If you have no idea what any of that means, you're probably not a teenager. But if you're a parent, you might want to pay attention.
Teens are flocking to Web sites such as MySpace.com that allow them to post photos, chat with friends, blog and meet new people. It's not all harmless fun.
At least three high schools in the Knoxville area have disciplined students recently for comments they posted on MySpace, although the students seemingly wrote the comments off school grounds.
"We've seen these incidents crop up all around the country, where students are punished for online comments that they make," said David L. Hudson Jr., a research attorney at the First Amendment Center in Nashville. "It raises some interesting legal issues."
Hudson, who has written several books and reports about students' rights and the First Amendment, said not all school administrators were unfairly punishing students for cyberspace conversations, but some are.
In January 2004, a few years after the Internet bubble burst, two techies from California, Tom Anderson and Chris DeWolfe, launched MySpace.com.
Put simply, the site is a network of personalized Web pages (some of them G-rated; others not). Fast-forward to 2006, and MySpace boasts around 52 million users.
Knoxville Catholic High School principal Dickie Sompayrac, said he punished five students for "derogatory" comments they posted in the fall about others on MySpace.
Sompayrac would not specify how he disciplined the students, what they posted or when they posted it, but he said it didn't matter if they wrote the comments off campus.
"If there were derogatory comments about another student on MySpace, we would not make a distinction between whether or not those comments were done at school or at home, since they are viewable to anyone who goes to MySpace," Sompayrac said.
As the principal of a private school, Sompayrac has more leeway with the law than a public school has, said Mark Goodman, the executive director of the Student Press Law Center, based in Arlington, Va.
Administrators at the public Powell High School recently suspended three students for posing as a teacher and writing inappropriate comments on MySpace, said Russ Oaks, spokesman for the district.
After consulting with the district's security chief, Steve Griffin, and the Knox County Law Department, administrators at Powell decided to suspend two sophomores and one junior.
Their suspensions varied, based on their involvement, from nine to 30 days, Oaks said. Did the school have the authority to suspend the students? Oaks said yes.
"It had an impact on the conduct in the classroom and the order and discipline in the classroom," he said.
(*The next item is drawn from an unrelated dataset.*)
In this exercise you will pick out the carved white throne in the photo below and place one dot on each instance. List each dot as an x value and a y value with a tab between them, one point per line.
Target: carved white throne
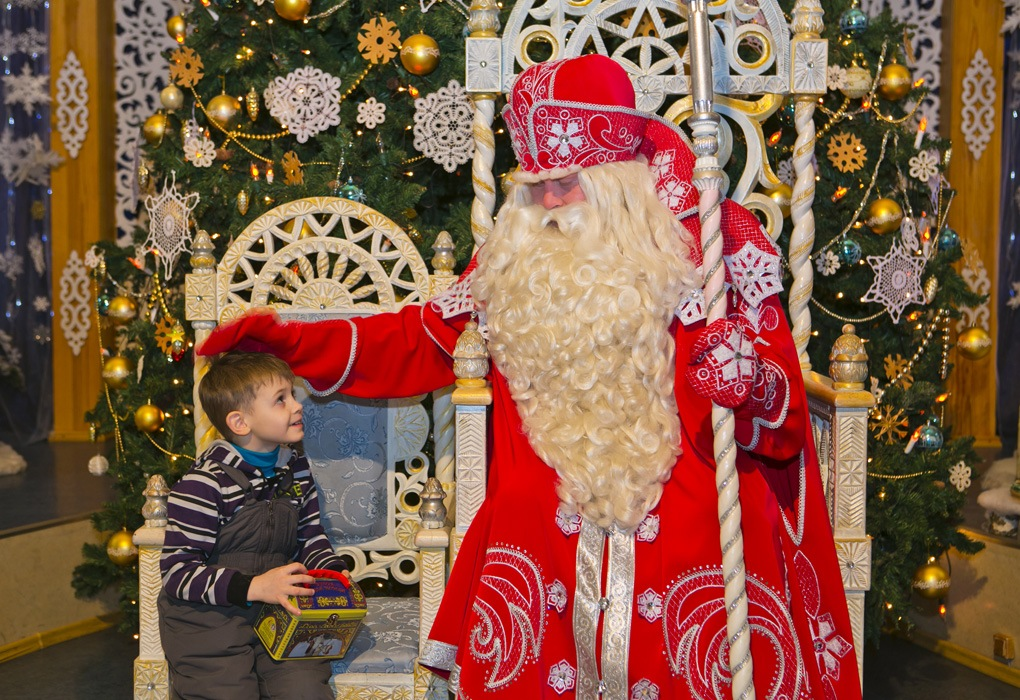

The Knox County Sheriff's Office also investigated the incident at Powell. The information now is in the hands of the Knox County District Attorney General's Office, which must decide whether or not to prosecute the students, said Sheriff's Office spokeswoman Ashley Carrigan.
Brenton Thomas, a 16-year-old sophomore at Knox County's Central High School, logs onto MySpace every day after school to "get new friends, meet new people, talk."
He sends messages and photos to his older sister in Hawaii, and he peruses messages from strangers who want to be added to his list of "friends." The friend list - the bigger, the better - is the MySpace status symbol.
On this day, Brenton got a message from a user calling herself "Ms. New Booty." "Your (sic) so cute!! I like this pic! What's up? LoL," she wrote.
Brenton said he didn't worry about school officials looking at his page. "I never really thought about it," he said. "I don't have anything to hide."
The same goes for Gretchen Sutch, a sophomore at Knoxville Catholic who said she visits MySpace "every other day." She added that school officials shouldn't discipline students for what they write at home, she added.
"I don't think it's right for them to do that, if it's not on school time or school property," she said.